My KPFA - A Historical Footnote

 

 

 

 

 

PIGS ATE MY TAPES

 

The Aleatory World of Henry Jacobs

 

 

 

Henry Jacobs is a living embodiment of the picaresque. He seems to have spent his life playing, but in the process kept inventing things for which his successors got the credit. He was fooling around with spacial sound distribution through loudspeakers before Varese’s Poeme Electronique took the 1959 Brussels World Fair by storm—in fact, he was there at the same time doing his thing in another building. He experimented early with multilayered tape loops, quite independently of Pierre Schaeffer in Paris. His free-form radio collages in the early fifties were a whole decade ahead of John Leonard’s Nightsounds, the program which is authoritatively identified as the first of this kind.

 

At the same time, he has been a Zelig-like shlimazl to whom unfortunate things keep happening. After a big success with Interviews of our Times [above right], all the material for a subsequent album was destroyed by an associate in revenge for a party practical joke. His first album was re-released by Fantasy with no royalties and his name blacked out in the liner notes[right]. And to cap it all, the rambling fairy-tale house in which I interviewed him was later wiped out in a forest fire, along with a whole hillside of once-in-a-lifetime dwellings.*

 

Some of Henry Jacobs’s experiments with tape loops as broadcast on KPFA in 1953/4 were included in Folkways FX 6160, Sounds of New Music, along with Soviet “socialist realist” music such as Mossolov’s Steel Foundry, and Henry Cowell’s ethereal Aeolian Harp and screaming Banshee. Side two is devoted to “THE EXPERIMENTS”, closing with Jacobs’ selections, which can be heard here.

 

From the beginning, Jacobs was interested in ethnic music and in the course of making his KPFA programs he sometimes interviewed ethnomusicologists. The fruit of this experience was a shrewd grasp of their speech manerisms which went into the INTERVIEWS OF OUR TIMES which he improvised with a friend, Woodrow Leafer. The result was instant notoriety.

 

The first, INTERVIEW WITH DR. SHOLEM STEIN, set out to trace the Jewish origins of calypso; the second, SHORTY PETTERSTEIN INTERVIEW, was an attempt at conversation with a jazz musician so far out and laid back as to occupy a totally different dimension in outer space. If you want to know what happened next, listen to our CONVERSATION, recorded in 1994.

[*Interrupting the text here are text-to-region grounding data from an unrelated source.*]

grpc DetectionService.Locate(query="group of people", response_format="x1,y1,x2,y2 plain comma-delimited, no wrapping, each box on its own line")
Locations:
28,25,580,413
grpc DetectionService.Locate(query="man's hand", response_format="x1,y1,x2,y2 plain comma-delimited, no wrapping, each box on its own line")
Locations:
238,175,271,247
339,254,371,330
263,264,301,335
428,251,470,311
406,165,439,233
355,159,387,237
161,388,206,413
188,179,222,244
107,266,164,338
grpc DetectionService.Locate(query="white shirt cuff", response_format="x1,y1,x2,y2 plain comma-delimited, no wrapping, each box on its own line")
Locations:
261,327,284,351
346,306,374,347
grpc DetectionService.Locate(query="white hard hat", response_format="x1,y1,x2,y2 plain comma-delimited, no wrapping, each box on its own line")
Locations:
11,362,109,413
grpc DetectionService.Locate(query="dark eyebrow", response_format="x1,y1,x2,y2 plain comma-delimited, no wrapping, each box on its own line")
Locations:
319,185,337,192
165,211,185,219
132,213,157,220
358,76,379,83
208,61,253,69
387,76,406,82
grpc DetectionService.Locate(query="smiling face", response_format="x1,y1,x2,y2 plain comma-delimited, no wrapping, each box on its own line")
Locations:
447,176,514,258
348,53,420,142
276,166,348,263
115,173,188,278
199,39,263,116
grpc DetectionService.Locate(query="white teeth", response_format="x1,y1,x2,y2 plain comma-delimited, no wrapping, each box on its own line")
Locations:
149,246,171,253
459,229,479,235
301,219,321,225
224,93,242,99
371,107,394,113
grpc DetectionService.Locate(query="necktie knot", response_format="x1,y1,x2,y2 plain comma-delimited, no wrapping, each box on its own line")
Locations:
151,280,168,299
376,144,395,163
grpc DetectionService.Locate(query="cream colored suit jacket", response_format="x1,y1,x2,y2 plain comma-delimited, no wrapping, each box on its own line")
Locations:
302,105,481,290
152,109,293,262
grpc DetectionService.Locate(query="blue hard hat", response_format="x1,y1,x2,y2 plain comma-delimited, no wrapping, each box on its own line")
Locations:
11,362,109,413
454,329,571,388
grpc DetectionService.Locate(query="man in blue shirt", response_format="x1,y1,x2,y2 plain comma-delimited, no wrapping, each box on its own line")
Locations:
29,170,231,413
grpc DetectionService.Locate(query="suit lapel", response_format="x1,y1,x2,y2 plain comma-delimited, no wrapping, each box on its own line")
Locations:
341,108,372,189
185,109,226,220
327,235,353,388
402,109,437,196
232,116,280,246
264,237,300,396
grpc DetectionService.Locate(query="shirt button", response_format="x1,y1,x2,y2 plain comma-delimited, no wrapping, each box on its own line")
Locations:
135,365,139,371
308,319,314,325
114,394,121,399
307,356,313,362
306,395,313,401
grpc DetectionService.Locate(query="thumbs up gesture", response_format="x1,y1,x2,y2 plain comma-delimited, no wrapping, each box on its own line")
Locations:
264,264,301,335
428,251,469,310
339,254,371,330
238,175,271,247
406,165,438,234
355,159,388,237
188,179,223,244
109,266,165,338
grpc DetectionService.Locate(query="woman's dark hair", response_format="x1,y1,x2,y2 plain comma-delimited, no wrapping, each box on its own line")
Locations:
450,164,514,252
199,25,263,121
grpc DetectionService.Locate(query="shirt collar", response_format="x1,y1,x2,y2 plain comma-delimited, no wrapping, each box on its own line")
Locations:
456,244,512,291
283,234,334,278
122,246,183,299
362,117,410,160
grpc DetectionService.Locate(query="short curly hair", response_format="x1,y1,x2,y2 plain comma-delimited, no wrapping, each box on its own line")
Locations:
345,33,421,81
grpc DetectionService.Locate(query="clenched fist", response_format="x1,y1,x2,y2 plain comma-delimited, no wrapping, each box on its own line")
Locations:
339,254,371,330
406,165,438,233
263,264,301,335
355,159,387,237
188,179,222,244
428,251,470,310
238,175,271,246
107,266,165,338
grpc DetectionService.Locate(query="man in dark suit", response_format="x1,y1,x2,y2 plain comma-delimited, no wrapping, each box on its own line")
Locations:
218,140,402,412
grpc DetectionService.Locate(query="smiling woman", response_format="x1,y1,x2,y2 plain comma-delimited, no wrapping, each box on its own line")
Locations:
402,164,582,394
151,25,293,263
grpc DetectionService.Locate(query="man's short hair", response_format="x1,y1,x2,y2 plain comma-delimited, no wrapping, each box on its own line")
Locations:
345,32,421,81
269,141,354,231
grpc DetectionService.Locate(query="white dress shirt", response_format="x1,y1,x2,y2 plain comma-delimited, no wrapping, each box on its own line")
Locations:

* At 84, he still hasn't given up. Eric Bauersfeld writes: "He has built a new, how shall we say it, house? Great concrete slabs, floor levels that go up and down the hillside. Everywhere bits of things, unfinished plumbing coming out of walls, shower stalls, window frames. Junk awaiting a name and a use adorns the unfinished terraces: old cars, rusted things, throw-aways, things left over from the fire . . . The good old days revisited."